Reconstructing deep-sea acidification during the early Cenozoic

Boron isotopes (δ11B) in marine carbonates have been evaluated as a proxy for paleoacidity and Plio/Pleistocene estimates of surface and deep ocean pH are consistent with ice core measurements of varying pCO2 and deep ocean carbonate preservation. We have applied this proxy to quantify the extent of deep ocean acidification associated with the Paleocene-Eocene Thermal Maximum (PETM), an extreme climate event at ~55 Ma, which was characterized by a sudden increase in Earth’s surface temperature of 5-9°C. A ~3.5-4‰ negative carbon isotope excursion, as well as dissolution of carbonate sediments throughout the deep sea provide evidence that this warming was caused by a rapid, massive (>4,500 Pg) release of isotopically depleted carbon, which also acidified the ocean.

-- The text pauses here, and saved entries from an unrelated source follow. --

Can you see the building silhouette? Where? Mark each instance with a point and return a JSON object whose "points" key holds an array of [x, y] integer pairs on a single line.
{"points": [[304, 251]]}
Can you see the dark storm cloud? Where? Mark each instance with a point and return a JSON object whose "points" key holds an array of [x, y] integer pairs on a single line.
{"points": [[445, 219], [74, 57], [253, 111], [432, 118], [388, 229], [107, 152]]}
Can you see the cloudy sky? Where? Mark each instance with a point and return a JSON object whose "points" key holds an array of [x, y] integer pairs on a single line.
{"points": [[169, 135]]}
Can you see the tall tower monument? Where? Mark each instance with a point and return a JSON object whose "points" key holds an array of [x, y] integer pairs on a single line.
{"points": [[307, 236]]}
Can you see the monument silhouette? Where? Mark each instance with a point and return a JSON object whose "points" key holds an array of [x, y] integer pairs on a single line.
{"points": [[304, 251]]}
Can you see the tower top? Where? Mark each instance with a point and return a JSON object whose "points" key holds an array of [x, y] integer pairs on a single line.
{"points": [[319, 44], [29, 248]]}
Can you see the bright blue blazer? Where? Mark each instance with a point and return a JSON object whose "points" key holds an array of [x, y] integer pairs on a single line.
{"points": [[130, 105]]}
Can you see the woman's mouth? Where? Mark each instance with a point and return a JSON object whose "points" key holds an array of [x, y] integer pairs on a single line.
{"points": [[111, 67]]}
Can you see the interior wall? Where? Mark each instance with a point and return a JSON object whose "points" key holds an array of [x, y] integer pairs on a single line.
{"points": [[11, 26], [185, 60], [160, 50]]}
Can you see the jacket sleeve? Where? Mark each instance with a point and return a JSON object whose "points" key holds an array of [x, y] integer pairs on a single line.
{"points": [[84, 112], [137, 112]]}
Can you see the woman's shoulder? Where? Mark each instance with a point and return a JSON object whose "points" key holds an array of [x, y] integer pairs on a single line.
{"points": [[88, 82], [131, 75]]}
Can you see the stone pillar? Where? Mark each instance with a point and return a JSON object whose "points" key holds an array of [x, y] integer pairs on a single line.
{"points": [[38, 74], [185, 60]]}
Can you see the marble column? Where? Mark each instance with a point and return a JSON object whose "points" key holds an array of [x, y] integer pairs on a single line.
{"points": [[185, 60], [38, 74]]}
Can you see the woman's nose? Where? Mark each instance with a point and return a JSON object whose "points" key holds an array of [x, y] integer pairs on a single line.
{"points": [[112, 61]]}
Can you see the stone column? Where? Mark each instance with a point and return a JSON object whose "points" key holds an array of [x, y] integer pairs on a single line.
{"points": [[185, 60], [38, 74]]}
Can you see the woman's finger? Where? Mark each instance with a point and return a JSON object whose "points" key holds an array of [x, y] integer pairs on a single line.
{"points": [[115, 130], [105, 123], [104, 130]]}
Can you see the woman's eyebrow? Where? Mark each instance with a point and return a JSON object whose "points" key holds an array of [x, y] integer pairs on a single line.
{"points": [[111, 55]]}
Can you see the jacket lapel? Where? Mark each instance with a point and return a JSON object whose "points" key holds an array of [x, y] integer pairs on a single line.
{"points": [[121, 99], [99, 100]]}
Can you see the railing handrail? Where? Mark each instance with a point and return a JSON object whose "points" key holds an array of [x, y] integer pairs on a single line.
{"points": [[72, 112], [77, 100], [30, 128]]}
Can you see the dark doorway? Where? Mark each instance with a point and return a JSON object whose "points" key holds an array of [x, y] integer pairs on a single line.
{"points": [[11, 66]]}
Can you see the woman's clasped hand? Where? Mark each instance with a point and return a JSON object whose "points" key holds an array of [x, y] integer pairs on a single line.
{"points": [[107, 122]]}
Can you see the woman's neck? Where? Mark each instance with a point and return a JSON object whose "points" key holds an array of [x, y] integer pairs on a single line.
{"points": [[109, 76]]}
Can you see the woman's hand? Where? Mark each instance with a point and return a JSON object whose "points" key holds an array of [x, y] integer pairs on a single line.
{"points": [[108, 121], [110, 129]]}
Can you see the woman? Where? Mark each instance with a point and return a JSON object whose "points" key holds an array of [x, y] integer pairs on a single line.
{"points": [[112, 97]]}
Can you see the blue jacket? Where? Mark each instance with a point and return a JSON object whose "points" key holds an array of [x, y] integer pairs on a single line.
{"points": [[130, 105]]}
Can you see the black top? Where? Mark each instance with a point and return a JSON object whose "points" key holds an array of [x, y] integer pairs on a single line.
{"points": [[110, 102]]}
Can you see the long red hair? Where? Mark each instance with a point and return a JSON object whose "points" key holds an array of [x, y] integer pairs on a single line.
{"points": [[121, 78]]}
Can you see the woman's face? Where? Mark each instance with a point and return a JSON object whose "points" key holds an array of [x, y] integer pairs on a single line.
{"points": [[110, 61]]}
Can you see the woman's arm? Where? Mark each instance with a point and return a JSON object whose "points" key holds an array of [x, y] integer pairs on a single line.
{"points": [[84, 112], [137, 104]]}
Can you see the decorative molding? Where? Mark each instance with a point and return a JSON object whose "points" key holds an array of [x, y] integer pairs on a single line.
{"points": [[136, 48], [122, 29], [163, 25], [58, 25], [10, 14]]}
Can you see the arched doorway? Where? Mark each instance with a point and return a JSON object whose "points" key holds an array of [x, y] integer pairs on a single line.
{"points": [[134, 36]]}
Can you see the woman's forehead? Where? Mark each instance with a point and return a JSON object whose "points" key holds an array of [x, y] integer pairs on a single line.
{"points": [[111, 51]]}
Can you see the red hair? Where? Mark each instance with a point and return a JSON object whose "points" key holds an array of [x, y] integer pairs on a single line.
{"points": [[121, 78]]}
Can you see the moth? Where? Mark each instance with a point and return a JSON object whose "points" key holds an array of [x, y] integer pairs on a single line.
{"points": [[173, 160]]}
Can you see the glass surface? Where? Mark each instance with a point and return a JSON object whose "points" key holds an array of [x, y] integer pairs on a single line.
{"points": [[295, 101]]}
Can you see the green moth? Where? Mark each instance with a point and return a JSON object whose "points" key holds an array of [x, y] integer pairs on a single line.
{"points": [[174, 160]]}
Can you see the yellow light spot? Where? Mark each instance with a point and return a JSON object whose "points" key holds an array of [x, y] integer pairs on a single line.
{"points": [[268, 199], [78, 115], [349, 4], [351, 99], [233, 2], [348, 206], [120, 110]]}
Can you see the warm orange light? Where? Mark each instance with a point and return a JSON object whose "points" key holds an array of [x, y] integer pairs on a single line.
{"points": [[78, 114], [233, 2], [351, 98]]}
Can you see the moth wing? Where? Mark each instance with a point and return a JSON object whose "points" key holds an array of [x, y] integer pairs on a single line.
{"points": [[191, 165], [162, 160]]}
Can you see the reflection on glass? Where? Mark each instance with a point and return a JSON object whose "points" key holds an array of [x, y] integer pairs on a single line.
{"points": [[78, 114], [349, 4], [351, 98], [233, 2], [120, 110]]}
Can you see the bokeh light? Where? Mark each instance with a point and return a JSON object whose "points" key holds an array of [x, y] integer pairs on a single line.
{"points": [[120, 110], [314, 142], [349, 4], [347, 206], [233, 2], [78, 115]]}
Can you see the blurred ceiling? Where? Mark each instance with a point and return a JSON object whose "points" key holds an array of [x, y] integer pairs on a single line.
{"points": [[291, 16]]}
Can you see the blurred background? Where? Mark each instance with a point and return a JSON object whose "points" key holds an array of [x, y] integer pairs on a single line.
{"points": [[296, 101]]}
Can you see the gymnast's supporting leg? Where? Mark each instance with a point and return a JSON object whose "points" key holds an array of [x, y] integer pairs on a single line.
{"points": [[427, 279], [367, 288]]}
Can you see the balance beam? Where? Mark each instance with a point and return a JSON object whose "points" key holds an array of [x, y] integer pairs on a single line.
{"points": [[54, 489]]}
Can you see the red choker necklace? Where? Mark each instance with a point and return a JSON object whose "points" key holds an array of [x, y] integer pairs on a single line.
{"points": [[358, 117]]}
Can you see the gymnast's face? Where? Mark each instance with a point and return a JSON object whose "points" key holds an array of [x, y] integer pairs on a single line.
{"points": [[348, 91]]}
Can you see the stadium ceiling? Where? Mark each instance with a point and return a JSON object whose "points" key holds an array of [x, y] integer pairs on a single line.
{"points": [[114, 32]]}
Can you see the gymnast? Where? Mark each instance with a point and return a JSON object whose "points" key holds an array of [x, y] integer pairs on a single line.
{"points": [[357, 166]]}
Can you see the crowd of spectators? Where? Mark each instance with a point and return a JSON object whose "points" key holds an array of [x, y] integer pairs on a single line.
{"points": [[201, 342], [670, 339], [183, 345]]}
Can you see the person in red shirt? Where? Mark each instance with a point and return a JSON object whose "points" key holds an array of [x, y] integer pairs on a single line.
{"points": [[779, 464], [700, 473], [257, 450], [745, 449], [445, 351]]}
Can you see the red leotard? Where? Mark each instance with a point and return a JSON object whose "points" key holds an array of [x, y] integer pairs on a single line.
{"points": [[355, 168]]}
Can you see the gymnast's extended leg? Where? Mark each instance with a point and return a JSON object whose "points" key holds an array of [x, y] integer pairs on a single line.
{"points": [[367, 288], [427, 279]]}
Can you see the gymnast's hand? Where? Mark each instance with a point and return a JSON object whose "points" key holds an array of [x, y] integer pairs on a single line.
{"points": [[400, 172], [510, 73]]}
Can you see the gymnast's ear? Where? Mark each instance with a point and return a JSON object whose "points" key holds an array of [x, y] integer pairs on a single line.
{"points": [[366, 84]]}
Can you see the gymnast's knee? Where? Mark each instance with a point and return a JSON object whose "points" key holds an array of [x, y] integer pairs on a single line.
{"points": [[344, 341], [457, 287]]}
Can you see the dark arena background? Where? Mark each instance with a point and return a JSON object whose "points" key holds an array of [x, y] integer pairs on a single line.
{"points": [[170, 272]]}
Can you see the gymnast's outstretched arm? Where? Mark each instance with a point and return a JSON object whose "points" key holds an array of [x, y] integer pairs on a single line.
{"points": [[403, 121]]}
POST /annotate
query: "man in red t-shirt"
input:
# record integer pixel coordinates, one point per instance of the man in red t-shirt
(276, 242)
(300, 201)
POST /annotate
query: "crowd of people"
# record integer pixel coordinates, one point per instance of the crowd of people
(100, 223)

Our boron isotope estimates are based on the benthic foraminifer species Nuttallides truempyi and Cibicidoides praemundulus, selected from Walvis Ridge ODP Sites 1263 and 1262 in the eastern south Atlantic. Our data display an ~4‰ negative shift across the event, although the low abundance and small size of foraminiferal tests within the interval of extreme carbonate dissolution did not allow us to capture the entire pH excursion. Translation of early Cenozoic boron isotope records into pH estimates requires an estimate of the δ11B of seawater at that time, but an unambiguous archive for this parameter does not exist and model estimates are largely contradictory. We have approached this problem by analyzing the δ11B of benthic foraminifers from Atlantic and Pacific deep sea cores over the past 50 million years and find consistent trends towards lower δ11B in the early Cenozoic. Although we cannot independently estimate how much of this trend is due to overall more acidic bottom waters in the past, we have used these data to estimate an early Cenozoic δ11B of seawater. With this value we can quantify that PETM deep ocean acidification at this location amounted to ~0.5-1 pH unit, a shift that is on the extreme side of current model estimates, and the absolute pH values are higher than predicted by modeling. The boundary constraints on these estimates will be discussed.

Hoenisch, B., Hyams, O., Raitzsch, M. S., Thomas, E., Zachos, J. C. & Zeebe, R. E., 2010. Reconstructing deep-sea acidification during the early Cenozoic. American Geophysical Union, Fall Meeting 2010, abstract #PP13E-07. Abstract.